As others have said, bi-level gives two levels of pressure. The higher IPAP pressure when you inhale, and the lower EPAP pressure when you exhale. The difference between the two levels is called the pressure support. Having too high of a pressure, or too high of a pressure support, can lower the carbon dioxide level in your blood. It's the high carbon dioxide level that triggers the brain to call for a breath, so without this trigger the body doesn't breathe. When this happens for at least 10 seconds, a central apnea is scored. The central apnea index is the average number of central apneas per hour.

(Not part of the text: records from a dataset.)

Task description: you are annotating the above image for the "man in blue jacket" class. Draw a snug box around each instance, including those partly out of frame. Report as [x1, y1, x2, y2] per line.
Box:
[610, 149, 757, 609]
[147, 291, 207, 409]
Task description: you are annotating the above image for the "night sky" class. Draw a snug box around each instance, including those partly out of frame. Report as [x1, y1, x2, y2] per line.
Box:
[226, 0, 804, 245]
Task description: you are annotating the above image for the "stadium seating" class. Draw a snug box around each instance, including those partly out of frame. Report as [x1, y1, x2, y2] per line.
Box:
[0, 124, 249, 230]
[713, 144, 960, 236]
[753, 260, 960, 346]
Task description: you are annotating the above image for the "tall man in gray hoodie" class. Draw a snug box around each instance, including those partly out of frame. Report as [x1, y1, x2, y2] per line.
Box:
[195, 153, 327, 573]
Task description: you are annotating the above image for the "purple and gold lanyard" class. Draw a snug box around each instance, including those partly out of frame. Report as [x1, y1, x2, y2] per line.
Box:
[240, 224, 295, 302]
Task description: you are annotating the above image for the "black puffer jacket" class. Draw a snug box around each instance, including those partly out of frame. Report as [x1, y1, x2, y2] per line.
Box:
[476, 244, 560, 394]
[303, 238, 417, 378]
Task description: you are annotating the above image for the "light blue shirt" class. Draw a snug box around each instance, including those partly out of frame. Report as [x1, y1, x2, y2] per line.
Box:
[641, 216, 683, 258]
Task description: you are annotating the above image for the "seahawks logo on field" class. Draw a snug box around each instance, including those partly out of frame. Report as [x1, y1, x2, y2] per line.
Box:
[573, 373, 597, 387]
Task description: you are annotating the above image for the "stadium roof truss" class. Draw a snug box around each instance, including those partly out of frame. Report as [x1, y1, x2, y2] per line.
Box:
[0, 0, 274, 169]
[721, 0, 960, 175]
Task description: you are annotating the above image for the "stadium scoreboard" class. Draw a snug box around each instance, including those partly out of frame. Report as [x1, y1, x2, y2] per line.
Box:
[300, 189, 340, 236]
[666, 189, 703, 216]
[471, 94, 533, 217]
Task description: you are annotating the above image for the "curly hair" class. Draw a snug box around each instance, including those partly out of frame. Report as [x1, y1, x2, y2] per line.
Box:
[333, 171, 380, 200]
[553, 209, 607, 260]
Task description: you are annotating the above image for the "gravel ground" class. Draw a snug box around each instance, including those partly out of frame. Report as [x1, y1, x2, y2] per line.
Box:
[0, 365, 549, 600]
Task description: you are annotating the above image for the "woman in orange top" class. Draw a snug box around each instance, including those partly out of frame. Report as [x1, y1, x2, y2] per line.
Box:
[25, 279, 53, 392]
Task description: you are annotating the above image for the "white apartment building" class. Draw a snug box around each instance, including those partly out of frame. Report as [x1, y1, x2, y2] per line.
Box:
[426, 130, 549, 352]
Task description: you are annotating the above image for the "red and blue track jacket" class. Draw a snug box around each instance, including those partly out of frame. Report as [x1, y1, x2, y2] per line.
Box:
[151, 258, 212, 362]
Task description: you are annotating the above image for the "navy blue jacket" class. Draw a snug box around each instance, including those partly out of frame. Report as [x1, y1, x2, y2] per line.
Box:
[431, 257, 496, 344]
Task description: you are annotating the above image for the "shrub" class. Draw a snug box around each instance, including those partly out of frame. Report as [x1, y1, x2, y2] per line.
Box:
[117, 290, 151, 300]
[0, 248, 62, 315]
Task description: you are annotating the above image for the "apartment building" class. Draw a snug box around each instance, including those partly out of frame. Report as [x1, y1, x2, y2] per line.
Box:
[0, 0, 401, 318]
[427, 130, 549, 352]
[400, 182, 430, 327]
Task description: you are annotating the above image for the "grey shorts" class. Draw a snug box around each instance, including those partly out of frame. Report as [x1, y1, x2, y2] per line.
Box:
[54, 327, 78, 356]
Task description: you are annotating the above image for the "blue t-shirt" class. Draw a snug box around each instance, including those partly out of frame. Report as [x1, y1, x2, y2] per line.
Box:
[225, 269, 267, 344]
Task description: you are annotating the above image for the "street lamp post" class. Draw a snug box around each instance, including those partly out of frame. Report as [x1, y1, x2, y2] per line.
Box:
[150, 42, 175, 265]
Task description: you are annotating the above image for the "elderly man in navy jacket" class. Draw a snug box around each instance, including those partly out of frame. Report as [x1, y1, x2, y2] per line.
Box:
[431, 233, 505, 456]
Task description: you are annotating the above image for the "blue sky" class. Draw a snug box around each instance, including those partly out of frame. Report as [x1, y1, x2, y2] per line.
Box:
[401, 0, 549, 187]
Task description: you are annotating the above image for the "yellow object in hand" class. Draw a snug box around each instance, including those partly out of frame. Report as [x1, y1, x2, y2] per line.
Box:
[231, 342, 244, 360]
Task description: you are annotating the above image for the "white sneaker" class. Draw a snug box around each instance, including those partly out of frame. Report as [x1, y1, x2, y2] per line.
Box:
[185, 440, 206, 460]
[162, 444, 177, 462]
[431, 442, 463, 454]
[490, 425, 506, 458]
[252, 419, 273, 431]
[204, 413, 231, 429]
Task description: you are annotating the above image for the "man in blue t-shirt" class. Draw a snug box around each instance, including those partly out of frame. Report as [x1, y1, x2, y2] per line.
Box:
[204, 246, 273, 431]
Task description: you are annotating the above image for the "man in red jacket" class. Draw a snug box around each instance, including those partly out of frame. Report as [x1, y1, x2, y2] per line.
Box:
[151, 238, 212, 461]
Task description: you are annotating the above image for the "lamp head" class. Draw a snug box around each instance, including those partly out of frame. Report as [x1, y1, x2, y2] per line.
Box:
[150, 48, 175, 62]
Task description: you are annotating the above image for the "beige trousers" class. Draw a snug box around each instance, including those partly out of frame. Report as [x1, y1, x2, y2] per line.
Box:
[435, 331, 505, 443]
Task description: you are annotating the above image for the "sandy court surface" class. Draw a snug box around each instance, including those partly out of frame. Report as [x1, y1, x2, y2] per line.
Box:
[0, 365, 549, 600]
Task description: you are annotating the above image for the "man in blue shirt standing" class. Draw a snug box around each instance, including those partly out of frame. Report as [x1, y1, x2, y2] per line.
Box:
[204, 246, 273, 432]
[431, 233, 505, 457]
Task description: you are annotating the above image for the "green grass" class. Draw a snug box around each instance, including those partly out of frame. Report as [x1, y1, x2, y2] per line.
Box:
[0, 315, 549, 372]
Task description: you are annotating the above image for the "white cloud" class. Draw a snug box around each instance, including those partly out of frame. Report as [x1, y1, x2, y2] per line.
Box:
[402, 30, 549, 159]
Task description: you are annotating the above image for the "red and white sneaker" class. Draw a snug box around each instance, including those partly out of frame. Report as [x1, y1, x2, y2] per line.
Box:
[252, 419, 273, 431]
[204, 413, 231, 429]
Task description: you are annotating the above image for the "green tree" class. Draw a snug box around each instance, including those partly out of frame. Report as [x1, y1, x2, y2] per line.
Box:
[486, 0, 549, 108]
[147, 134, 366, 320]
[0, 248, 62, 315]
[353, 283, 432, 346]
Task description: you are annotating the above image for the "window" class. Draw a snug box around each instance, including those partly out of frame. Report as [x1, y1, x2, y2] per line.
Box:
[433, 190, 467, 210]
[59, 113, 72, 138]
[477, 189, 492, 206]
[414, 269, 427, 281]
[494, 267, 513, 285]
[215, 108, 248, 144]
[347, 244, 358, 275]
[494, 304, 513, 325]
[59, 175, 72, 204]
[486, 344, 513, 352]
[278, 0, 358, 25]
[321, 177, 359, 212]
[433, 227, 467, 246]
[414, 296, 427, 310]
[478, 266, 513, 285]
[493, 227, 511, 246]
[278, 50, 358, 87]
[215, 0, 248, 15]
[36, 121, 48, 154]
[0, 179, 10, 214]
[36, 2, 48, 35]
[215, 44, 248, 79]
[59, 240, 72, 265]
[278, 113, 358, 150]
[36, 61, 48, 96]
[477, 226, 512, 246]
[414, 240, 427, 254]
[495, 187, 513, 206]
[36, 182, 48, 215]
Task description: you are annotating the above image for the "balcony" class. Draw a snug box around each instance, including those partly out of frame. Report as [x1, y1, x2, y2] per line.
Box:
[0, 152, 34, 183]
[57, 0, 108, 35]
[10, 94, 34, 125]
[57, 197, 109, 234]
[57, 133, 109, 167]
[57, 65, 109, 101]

It appears you have central apnea, how much of it is there naturally and how much of it is caused by the CPAP or the bi-level therapy, is unknown. Most people get adapted to the therapy and the central apnea index drops on its own. If it doesn't then you need a machine that will initiate breathing on it's own. Bi-level CPAP machines can be set in a mode that allows them to do this, but ASV machines have more flexibility in the way they can be adjusted to do this. Of course, the greater flexibility means it's also more difficult to get the adjustment right.
This is where a good doctor comes in. Usually insurance companies direct the doctor to try the lower priced machines first, and when they don't work then you're switched to the more expensive and harder to adjust ASV machines.
If I had to guess, I'd say they'll start you out on a bi-level machine, and if it doesn't work you'll be switched to the ASV machine. If that's the case, I highly recommend that you push for an auto-adjusting bi-level machine. For example, the ResMed AirCurve 10 VAuto.